The PCC has the look of a patient-centered medical home, Johnson explained, but the services it offers for a specific patient demographic facing complex, ongoing medical issues is what sets it apart.
The team, which is ever-expanding, includes the following professional types: two internal medicine physicians, a part-time palliative care physician, a physician’s assistant, an RN care manager, a psychiatry APRN, two Licensed Clinical Social Workers, a pharmacist, a Certified Diabetes Educator, four medical assistants, a Patient Services Representative, and a clinical manager.
The clinic "functions like a primary care office with more resources to coordinate care, treat mental health conditions, address financial challenges and manage complex medical issues," Johnson said during a presentation at the Maine Health Management Coalition earlier this year.
Whereas most primary care physicians can’t focus on acute care utilization, the Personalized Care Clinic can, all while coordinating and collaborating with a given patient’s unique team of specialists.

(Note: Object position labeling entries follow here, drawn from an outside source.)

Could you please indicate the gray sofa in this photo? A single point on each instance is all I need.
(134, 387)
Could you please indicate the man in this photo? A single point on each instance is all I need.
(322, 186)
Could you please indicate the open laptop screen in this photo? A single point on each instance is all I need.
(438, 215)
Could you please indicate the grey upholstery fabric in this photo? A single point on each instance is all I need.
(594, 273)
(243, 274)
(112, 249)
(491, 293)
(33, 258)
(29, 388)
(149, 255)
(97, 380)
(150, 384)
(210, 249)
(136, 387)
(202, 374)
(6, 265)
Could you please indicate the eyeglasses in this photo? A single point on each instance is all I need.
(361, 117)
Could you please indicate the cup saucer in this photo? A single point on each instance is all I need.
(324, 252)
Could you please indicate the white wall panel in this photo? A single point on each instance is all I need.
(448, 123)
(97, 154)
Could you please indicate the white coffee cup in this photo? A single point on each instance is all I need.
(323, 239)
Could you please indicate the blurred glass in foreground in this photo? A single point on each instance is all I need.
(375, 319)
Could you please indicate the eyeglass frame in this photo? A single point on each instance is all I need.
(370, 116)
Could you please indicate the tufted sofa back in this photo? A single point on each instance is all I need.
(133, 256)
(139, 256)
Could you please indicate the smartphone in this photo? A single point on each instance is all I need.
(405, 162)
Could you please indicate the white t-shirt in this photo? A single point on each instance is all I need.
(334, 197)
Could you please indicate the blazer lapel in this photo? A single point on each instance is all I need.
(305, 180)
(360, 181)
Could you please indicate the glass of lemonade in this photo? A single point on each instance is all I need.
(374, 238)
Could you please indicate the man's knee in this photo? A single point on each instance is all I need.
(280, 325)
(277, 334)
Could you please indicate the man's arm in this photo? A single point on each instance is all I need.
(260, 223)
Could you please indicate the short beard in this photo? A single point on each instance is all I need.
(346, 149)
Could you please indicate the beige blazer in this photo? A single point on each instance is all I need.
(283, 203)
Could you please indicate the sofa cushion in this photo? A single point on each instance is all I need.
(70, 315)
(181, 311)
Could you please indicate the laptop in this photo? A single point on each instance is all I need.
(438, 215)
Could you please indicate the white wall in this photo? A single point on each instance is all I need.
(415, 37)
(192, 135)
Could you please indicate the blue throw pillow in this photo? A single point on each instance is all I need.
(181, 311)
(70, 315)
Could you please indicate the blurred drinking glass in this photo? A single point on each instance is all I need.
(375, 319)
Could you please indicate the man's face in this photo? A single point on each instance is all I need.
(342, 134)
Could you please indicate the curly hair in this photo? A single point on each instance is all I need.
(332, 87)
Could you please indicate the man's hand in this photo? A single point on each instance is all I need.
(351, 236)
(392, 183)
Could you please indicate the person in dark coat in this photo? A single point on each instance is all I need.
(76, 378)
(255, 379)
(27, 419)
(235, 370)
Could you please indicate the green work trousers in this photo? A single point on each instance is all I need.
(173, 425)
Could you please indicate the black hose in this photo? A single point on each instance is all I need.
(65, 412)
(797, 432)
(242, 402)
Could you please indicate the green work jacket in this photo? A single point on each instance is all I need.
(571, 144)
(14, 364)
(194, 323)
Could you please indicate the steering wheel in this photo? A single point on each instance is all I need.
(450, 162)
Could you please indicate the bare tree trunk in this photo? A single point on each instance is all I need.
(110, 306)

The PCC model does not replace primary care for vulnerable patient populations, Johnson and Henrickson said. Rather, it facilitates a “temporary transition of primary care, coordinating a patient’s treatment plan with primary care teams,” Johnson explained.
[See also: Intermountain, Deloitte put data to work.]
Intermountain’s Personalized Care Clinic lists its top five diagnoses as: other malaise/fatigue, depressive disorder, diabetes, anxiety (not otherwise specified) and backache NOS.
Though the Intermountain’s Personalized Care Clinic is still quite young, it does tend to a philosophy that is top of mind in healthcare.
“Our mission is helping people live the healthiest life possible,” Johnson concluded.